Numéro d'inscription au répertoire général : S 09/09969 IB



Décision déférée à la Cour : jugement rendu le 26 Octobre 2009 par le conseil de prud'hommes de PARIS RG n° 08/06766





APPELANTE

Mademoiselle [M] [G]

[Adresse 1]

[Localité 4]

représentée par Me Alain VALENSI, avocat au barreau de PARIS, toque

: P0345 substitué par Me Abderahmen MAYCHAL, avocat au barreau de PARIS, toque : P0345







INTIMÉE

SA [O]

[Adresse 2]

[Localité 3]

représentée par Me Philippe AXELROUDE, avocat a...

RÉPUBLIQUE FRANÇAISE

AU NOM DU PEUPLE FRANÇAIS

COUR D'APPEL DE PARIS

Pôle 6 - Chambre 11

ARRÊT DU 15 Septembre 2011

(n° 6 , 8 pages)

Numéro d'inscription au répertoire général : S 09/09969 IB

Décision déférée à la Cour : jugement rendu le 26 Octobre 2009 par le conseil de prud'hommes de PARIS RG n° 08/06766

APPELANTE

Mademoiselle [M] [G]

[Adresse 1]

[Localité 4]

représentée par Me Alain VALENSI, avocat au barreau de PARIS, toque : P0345 substitué par Me Abderahmen MAYCHAL, avocat au barreau de PARIS, toque : P0345

INTIMÉE

SA [O]

[Adresse 2]

[Localité 3]

représentée par Me Philippe AXELROUDE, avocat au barreau de PARIS, toque : L0285

COMPOSITION DE LA COUR :

En application des dispositions de l'article 945-1 du code de procédure civile, l'affaire a été débattue le 07 Juin 2011, en audience publique, les parties représentées ne s'y étant pas opposées, devant Madame Isabelle BROGLY, Conseillère, chargé d'instruire l'affaire.

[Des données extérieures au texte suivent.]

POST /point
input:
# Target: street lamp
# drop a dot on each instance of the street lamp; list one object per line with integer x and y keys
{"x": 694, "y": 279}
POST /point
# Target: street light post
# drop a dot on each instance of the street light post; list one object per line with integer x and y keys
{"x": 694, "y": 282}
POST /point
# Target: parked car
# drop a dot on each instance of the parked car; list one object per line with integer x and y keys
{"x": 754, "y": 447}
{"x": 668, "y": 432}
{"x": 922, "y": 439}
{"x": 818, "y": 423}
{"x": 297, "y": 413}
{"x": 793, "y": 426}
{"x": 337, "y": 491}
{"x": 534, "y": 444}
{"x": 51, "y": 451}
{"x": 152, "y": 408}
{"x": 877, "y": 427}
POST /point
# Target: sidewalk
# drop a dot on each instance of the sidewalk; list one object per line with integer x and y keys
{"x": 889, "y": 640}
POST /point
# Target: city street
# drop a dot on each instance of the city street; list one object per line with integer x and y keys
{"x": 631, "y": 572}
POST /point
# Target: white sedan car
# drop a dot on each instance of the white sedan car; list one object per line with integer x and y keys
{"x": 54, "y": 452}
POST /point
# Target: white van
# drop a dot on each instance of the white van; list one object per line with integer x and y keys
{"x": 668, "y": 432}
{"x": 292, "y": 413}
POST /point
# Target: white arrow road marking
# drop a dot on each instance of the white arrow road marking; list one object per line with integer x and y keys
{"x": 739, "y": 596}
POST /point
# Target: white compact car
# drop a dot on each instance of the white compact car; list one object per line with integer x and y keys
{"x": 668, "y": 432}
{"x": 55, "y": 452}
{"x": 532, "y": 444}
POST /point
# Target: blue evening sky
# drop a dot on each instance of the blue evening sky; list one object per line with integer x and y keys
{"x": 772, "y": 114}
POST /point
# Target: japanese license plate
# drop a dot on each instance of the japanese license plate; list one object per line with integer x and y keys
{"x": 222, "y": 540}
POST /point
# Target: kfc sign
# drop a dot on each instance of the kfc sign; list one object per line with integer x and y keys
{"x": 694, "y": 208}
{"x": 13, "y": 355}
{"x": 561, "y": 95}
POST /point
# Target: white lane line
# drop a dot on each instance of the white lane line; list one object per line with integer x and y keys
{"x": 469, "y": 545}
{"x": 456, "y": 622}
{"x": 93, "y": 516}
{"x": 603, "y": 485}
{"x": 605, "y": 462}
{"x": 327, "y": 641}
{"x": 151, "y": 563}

Ce magistrat a rendu compte des plaidoiries dans le délibéré de la Cour, composée de :

Monsieur Jean-Michel DEPOMMIER, Président

Madame Evelyne GIL, Conseillère

Madame Isabelle BROGLY, Conseillère

GREFFIER : Mademoiselle Séverine GUICHERD, lors des débats

ARRÊT :

- contradictoire

- prononcé par mise à disposition de l'arrêt au greffe de la Cour, les parties en ayant été préalablement avisées dans les conditions prévues au deuxième alinéa de l'article 450 du code de procédure civile.

- signé par Monsieur Jean-Michel DEPOMMIER, Président et par Polycarpe GARCIA, greffier à laquelle la minute de la décision a été remise par le magistrat signataire.

LA COUR,

Vu l'appel régulièrement interjeté par Mademoiselle [M] [G] à l'encontre du jugement prononcé le 26 octobre 2009 par le Conseil de Prud'hommes de PARIS, section Commerce, statuant en formation de départage sur le litige l'opposant à la SA [O].

Vu le jugement déféré aux termes duquel le Conseil de Prud'hommes :

- a débouté Mademoiselle [M] [G] comme mal fondée en ses demandes.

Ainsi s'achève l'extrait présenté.